Why Socialists Should Believe in Human Nature
But our antagonist’s view of human nature is one in which we care only about these things, in which we only care about maximizing returns from the world to ourselves. This is the bourgeois view. The abstract human is basically like a two-year-old on an airplane. Nobody else matters. And if this were true, our project would be doomed. Out of toddlers on an airplane, I think you’d probably be able to build a world of an Ayn Rand novel, but you wouldn’t be able to build socialism. But the bourgeois view is only partly correct. Humans are capable of many things other than simple selfishness. We’re capable of caring for others, we’re capable of empathy and compassion, we have the capacity to distinguish fairness from unfairness, and the capacity to hold ourselves to those standards.

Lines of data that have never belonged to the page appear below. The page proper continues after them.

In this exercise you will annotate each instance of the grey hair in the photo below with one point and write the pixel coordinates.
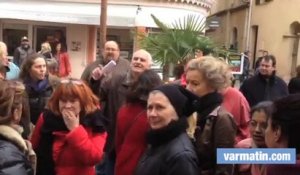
(146, 53)
(215, 71)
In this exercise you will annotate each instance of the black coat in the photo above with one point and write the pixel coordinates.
(257, 89)
(170, 155)
(12, 158)
(294, 85)
(38, 97)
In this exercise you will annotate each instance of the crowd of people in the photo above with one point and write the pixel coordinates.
(126, 121)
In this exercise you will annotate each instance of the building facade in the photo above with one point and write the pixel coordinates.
(257, 26)
(78, 21)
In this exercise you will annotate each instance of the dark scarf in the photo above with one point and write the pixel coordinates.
(52, 123)
(164, 135)
(206, 105)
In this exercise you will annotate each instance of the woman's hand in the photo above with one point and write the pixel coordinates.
(71, 119)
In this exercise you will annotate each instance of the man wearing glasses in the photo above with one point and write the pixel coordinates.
(111, 87)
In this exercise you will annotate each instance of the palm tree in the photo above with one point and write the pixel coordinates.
(178, 42)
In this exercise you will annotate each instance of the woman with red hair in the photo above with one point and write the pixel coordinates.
(70, 135)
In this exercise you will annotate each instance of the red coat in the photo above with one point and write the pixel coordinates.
(130, 142)
(237, 105)
(75, 152)
(64, 64)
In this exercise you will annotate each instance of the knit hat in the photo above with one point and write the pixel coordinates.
(183, 101)
(24, 38)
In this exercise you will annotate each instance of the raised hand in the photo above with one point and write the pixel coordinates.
(71, 119)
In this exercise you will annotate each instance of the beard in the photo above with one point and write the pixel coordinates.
(25, 46)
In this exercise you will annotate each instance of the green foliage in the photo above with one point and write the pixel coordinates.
(176, 43)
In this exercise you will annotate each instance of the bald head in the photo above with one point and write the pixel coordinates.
(111, 51)
(141, 61)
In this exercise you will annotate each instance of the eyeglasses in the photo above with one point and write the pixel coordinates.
(71, 80)
(139, 58)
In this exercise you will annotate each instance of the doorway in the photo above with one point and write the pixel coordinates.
(49, 33)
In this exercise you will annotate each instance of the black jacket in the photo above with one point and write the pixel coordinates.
(258, 88)
(170, 153)
(294, 85)
(12, 153)
(38, 97)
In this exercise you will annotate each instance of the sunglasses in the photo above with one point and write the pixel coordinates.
(72, 81)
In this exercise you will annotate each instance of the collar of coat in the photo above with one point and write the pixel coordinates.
(14, 137)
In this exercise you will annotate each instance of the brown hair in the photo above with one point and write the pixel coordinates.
(11, 98)
(74, 89)
(27, 64)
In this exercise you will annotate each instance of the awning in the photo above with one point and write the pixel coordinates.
(164, 14)
(118, 15)
(67, 12)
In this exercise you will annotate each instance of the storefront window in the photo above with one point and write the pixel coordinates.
(12, 34)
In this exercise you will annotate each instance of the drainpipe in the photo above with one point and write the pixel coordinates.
(249, 25)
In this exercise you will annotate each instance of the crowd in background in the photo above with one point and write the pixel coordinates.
(127, 121)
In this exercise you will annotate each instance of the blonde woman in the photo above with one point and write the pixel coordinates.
(215, 127)
(46, 50)
(16, 155)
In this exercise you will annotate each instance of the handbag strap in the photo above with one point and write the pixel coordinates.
(131, 124)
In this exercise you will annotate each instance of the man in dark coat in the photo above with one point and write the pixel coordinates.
(22, 52)
(265, 85)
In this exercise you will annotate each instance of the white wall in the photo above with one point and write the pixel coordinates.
(77, 33)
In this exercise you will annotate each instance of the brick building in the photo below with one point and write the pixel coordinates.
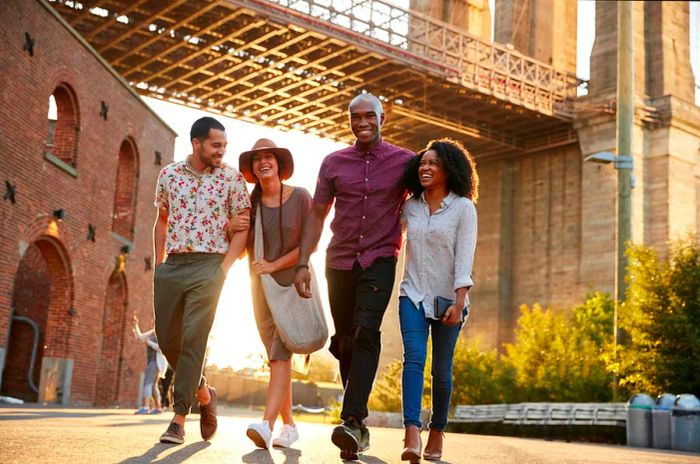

The phrase that stikes me here is “capable of many things other than simple selfishness”. But it really should be many things in addtion to simple selfishness.
Think about the way in which society is organized. What do people have to do to reproduce themselves? What do they have to do to other people in order to reproduce themselves? These facts exercise selectional pressures on the set of drives that constitute our human nature. The socialist wager, in a sentence, is that a better society would encourage our better tendencies.
Whoa. That sure does take a leap of faith. Let’s adopt socialism because it will make us better people.
The second point is that socialism would also be a much more egalitarian society. People would be each other’s equals — not subordinates or superiors.
But people are inherently vastly unequal.
In a more developed, and more egalitarian society, better humans will flourish. Socialists one, libertarian cousin zero.
And you make all that don’t fit this mold miserable?
Looking Backward On Socialism: A Radical Denial Of Human Nature – Marotta On Money
One of the most common socialist assumptions is that it is possible to perfect society. They believe that enough humans are sufficiently altruistic that, if only they were put in positions of power and control, they would be able to guide the rest of mankind to a similar state of near perfection.
A little simplistic I think.
Socialism and Human Nature. Critics of socialism claim that because… | by Ben Burgis | Arc Digital
This certainly sounds like Marx sees the butcher, the brewer, and the baker — or, rather, the self-managed workers at the collectivized slaughterhouses, breweries, and bakeries of the socialist future — being motivated in the “duration and intensity” of their work by the hope of material rewards. Of course, he envisioned this changing as socialism evolved into its next phase, but this too is easily misunderstood by those who are reading the line quoted by Pinker out of context.
This “next phase stuff” is carrying too much weight.
I would argue that we can have socialism and incentives. It’s unlikely that workers in a democratic economy would feel the need to incentivize anyone by paying them 287 times what others were paid — the average pay differential between workers and CEOs last year in the United States — but this doesn’t mean they’d settle on completely flat pay scales either. If anything, they might reverse some of the inequalities we’re accustomed to under capitalism.
But the cart is in front of the horse. You pay for what is produced, not pay and reap all that is produced. This is in the vein of central economic planning as talked about by Hayek.